I tak dobrana para rozkoszowała się tymi chwilami, gdy nagle pociąg się zatrzymał w połowie mostu.
- Co się dzieje? Czemu stoimy? - Pansy pytała Dracona, który rozkojarzony patrzał się w morski krajobraz.
- Nie wiem. Wyjrzyjmy z przedziału.
Pansy była bliżej, więc otworzyła drzwi i zaczęła oglądać pociąg, lecz nic dziwnego nie zauważyła.
- Pewnie coś się popsuło... - odparła Pansy, wzdychając. - Chwila, coś się tam porusza...
- To przecież... - Draco nie dokończył zdania, ponieważ dziwna kreatura zamknęła ich drzwi.
- TROLL! - obaj krzyknęli, trzymając się za ręce. Ich twarze były przerażone.
Przed nimi stał górski potwór. Miał kilka stóp wysokości, a jechało od niego czymś podobnym do odoru Mimbulusa Mimbletonii.
- Ratunku! - wrzasnęła Pansy, której oczy zaćmiły się łzami.
Troll już zaczął demolować przedział, w którym oni siedzieli, gdy nagle pojawiła się profesor McGonagall, która się przetransmutowała do pociągu. Wyciągnęła swoją różdżkę i machała nią w jedną i w drugą stronę, aż błysnęło czerwone światło. Na trolla to zaklęcie nie podziałało, tylko go bardziej rozwścieczyło. Zaczął wściekle wywijać swoją maczugą, rozbijając okno w pociągu. McGonagall rzuciła kolejne zaklęcia, tym razem o żółtym świetle. Maczuga potwora wyleciała z ręki i poleciała wysoko do góry, robiąc wielką dziurę. Do pomocy przybyło kilku nauczycieli, którzy rzucali oszałamiacze. Troll został pokonany dopiero po siedmiu tych samych zaklęciach.

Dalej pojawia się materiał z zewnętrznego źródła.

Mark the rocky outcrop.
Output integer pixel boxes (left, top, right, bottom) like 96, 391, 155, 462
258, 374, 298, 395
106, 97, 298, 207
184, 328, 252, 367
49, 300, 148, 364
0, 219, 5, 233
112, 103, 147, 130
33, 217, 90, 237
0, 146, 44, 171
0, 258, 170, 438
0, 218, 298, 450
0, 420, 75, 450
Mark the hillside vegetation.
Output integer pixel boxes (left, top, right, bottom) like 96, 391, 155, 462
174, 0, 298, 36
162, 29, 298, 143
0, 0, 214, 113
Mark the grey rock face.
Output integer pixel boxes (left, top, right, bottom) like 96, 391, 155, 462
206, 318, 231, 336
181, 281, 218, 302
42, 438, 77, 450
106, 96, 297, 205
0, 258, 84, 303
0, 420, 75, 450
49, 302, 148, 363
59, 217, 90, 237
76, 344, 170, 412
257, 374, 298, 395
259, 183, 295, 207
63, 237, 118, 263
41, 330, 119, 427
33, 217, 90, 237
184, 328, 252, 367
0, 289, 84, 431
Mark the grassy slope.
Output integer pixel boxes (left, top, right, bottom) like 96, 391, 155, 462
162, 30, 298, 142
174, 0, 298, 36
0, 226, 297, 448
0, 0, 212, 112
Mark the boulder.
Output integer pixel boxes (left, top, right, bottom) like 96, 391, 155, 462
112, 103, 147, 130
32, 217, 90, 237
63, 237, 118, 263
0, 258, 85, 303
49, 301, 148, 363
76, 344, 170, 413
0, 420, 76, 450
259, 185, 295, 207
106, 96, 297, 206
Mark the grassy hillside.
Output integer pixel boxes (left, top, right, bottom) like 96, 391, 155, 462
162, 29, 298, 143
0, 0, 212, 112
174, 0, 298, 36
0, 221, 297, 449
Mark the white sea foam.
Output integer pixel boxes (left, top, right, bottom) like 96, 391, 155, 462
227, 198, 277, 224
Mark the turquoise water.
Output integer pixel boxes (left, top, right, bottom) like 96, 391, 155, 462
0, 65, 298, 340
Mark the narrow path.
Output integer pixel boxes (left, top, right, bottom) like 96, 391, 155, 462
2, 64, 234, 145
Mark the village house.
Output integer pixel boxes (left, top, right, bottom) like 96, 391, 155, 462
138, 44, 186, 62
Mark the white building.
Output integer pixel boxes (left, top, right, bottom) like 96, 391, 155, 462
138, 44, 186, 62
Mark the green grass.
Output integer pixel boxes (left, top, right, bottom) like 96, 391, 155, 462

- Proszę, tylko bez paniki - krzyknęła McGonagall, która właśnie z pomocą innych wyrzucała potwora z pociągu. - Sytuacja została opanowana.
- Uff, co za ulga. - westchnęła Pansy, której głos był nadal krzykliwy.
Pociąg ruszył i po kilku godzinach uczniowie dotarli do zamku szczęśliwi i usatysfakcjonowani.